So we don’t get off on the wrong foot here, let me introduce myself. I am a life-long Philadelphia Catholic who values his religion/faith dearly. Married for over 34 years with two special needs daughters..I tell you this because this writer is quite accustomed to speaking up and out and advocating for those who fall victim to the agencies/organizations whose mission it is to serve people and, in this case, Catholic parishioners.

If your style is anything like the lead counsel to Cardinal Rigali, Archbishop of Phila., then this will be most interesting. I’m sure you have had some communication with the very special William Sasso, and, if not this icon, surely the head of his non-profit group, Mark Chopko (former counsel to America’s Bishops).

Anyhow, I would like to quote your opening statement from a “First Things” article in 2003. Just like that publication, “First Things”, because it so aptly describes and portrays the US Catholic Church, its leadership, both lay and religious as well as its management and organizational style. In other words, the “first things” we take care of is “ourselves.” No, no, Marty, you don’t understand, Our Lord made it quite clear and the “first things” are the children.

“Let us stipulate from the beginning, as we lawyers say, that the Catholic scandal is fueled
by a minority of priests who, mostly from the mid-1960s through the early 1990s, egregiously
violated their ordination promises; by the bishops who reappointed known perpetrators; and by
partisans of the left and the right now seeking to advance their pre-existing agendas for Church
reform.”

Marty, partisans, left and right, advance pre-existing agendas for Church reform, etc.......Marty, maybe it’s the high altitude in Colorado but you’re making as much sense as the Catholic leader, Cardinal Kaput (yeah, I got it right, he’s over and kaput). See if you can follow this one, I’ll take it slow.......the agenda here is to PROTECT OUR CHILDREN.

You can jump in anytime and help out if you want. Why don’t you take your high-powered legal expertise and address the sovereign immunity issue regarding sexual abuse of children in public schools. This way, Marty, you take care of the children in the public arena and Marci will take care of the children in the religious arena. Now that sounds like a plan,....what do you think, Marty?

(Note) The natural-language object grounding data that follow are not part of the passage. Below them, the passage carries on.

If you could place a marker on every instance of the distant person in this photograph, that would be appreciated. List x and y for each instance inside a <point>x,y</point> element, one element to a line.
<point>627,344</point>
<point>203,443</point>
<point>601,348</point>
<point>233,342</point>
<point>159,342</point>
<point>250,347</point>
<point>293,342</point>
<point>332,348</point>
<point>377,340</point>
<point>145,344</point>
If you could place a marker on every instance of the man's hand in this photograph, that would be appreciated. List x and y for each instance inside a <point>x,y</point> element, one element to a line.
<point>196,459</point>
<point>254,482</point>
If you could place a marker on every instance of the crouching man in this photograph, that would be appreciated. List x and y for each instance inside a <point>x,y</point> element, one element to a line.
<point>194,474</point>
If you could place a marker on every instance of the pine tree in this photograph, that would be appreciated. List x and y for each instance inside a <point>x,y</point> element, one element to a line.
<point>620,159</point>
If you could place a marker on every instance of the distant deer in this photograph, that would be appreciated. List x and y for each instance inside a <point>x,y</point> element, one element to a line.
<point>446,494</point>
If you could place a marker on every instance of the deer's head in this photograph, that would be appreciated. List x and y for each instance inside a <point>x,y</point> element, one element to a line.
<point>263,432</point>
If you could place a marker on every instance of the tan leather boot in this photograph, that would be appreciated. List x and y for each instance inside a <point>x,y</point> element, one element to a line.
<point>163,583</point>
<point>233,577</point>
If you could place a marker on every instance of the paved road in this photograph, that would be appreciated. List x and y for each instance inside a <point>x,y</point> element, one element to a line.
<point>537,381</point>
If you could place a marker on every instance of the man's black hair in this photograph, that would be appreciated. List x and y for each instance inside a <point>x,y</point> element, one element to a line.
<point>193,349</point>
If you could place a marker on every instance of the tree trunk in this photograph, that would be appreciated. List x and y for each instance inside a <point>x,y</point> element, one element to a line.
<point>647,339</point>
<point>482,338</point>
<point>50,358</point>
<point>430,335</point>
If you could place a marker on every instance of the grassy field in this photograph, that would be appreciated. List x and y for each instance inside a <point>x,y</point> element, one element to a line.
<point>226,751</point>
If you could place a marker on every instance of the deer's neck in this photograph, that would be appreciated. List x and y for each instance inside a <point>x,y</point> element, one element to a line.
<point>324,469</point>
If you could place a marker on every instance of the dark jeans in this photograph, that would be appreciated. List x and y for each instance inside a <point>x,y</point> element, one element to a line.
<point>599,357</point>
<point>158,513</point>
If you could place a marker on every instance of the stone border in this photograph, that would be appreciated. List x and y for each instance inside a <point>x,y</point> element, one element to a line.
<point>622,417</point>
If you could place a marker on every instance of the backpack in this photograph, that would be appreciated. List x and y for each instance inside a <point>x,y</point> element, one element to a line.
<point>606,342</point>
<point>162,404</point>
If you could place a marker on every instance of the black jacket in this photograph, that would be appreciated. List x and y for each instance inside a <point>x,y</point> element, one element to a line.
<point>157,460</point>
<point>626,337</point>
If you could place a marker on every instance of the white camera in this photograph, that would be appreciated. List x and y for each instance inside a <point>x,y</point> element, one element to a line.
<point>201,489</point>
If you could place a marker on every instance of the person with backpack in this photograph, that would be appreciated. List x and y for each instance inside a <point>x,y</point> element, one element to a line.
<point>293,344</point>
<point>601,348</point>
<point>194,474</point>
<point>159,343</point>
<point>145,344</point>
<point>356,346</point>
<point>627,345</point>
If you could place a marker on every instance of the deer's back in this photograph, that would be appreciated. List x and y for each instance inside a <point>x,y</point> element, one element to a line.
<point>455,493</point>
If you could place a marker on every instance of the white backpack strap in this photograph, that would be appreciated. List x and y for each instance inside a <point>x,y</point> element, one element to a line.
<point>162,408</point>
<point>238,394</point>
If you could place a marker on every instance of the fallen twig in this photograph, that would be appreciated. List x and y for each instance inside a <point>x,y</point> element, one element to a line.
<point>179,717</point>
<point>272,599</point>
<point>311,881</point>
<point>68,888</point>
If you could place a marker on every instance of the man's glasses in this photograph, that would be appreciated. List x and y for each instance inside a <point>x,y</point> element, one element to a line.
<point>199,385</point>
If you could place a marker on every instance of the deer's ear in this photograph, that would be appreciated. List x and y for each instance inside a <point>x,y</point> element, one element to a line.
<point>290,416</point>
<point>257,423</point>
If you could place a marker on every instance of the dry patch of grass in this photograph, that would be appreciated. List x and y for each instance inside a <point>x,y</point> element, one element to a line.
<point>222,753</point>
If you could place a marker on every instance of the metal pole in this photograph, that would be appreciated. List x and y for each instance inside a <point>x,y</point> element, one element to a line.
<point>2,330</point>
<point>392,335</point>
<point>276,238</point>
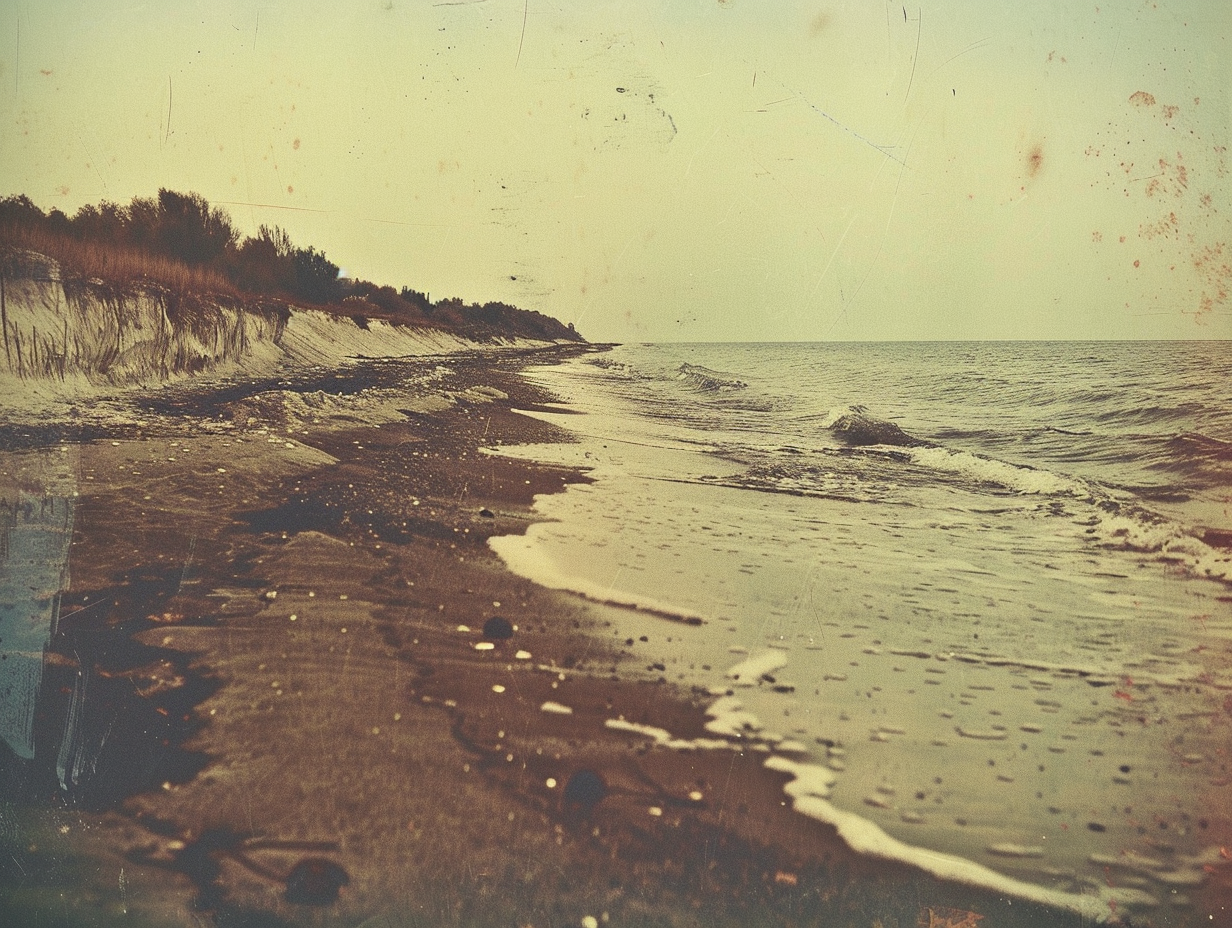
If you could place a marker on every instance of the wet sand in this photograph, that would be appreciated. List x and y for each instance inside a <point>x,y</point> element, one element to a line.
<point>277,597</point>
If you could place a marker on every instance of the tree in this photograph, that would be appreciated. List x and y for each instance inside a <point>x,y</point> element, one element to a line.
<point>316,276</point>
<point>191,231</point>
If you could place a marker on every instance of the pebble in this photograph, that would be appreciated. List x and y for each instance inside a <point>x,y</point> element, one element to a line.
<point>981,735</point>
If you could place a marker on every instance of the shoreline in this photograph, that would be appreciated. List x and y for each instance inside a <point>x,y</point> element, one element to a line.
<point>304,640</point>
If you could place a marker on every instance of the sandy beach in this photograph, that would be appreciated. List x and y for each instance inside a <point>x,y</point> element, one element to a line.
<point>280,691</point>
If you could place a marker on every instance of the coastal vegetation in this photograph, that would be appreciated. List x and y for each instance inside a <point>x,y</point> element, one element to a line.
<point>180,244</point>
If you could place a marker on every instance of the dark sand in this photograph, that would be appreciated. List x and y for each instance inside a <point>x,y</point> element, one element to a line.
<point>271,627</point>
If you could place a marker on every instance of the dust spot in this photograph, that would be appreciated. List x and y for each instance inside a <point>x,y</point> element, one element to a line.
<point>1035,160</point>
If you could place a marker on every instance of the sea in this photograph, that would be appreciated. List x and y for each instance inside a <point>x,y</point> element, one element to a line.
<point>973,598</point>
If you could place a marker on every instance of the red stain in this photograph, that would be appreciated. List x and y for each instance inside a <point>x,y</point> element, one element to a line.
<point>1034,160</point>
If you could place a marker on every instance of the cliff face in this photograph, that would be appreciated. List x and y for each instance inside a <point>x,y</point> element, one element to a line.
<point>62,330</point>
<point>63,335</point>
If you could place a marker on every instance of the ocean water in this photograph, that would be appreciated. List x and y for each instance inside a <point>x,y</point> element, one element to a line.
<point>977,598</point>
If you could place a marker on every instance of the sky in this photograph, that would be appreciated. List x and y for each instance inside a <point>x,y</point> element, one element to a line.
<point>657,170</point>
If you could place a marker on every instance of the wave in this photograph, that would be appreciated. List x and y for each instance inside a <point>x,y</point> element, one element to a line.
<point>707,380</point>
<point>855,427</point>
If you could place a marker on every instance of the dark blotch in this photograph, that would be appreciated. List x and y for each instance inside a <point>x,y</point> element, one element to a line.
<point>316,881</point>
<point>585,788</point>
<point>498,629</point>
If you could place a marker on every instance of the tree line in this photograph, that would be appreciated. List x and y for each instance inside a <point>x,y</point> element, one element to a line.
<point>180,242</point>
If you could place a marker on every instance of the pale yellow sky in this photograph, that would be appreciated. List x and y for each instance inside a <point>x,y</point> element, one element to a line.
<point>675,170</point>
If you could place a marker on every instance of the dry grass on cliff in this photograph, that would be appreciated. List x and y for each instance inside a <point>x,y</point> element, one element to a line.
<point>115,265</point>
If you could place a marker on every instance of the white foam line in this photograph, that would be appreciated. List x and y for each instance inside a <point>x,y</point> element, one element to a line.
<point>810,789</point>
<point>663,737</point>
<point>524,557</point>
<point>750,671</point>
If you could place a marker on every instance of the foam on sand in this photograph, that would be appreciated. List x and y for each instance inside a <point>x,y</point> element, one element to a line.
<point>810,790</point>
<point>525,557</point>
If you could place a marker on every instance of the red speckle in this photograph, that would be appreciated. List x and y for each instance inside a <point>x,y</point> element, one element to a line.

Back to the original point of this correspondence....I envision a title bout between Marty and Marci......we have the Vegas venue on your end or the Atlantic City venue here. As mentioned, you guys can use the sobriquet “Abusers-Enablers” and Marci’s side will be appropriately called “Children-Survivors” We would have all of the accompanying hoopla as the date/day approaches with the media, press and oddsmakers weighing in on the outcome. We have all of the factors for an interesting bout......age, gender, experience differences and concerns. Height, weight, reach and even, you guessed it, hairstyle (you might have the edge in that category).

Hope that this will be the start of something special. Look forward to your response at your earliest convenience. And, remember, you’d better get into the weight room as soon as possible. And, don’t forget the Nautilus.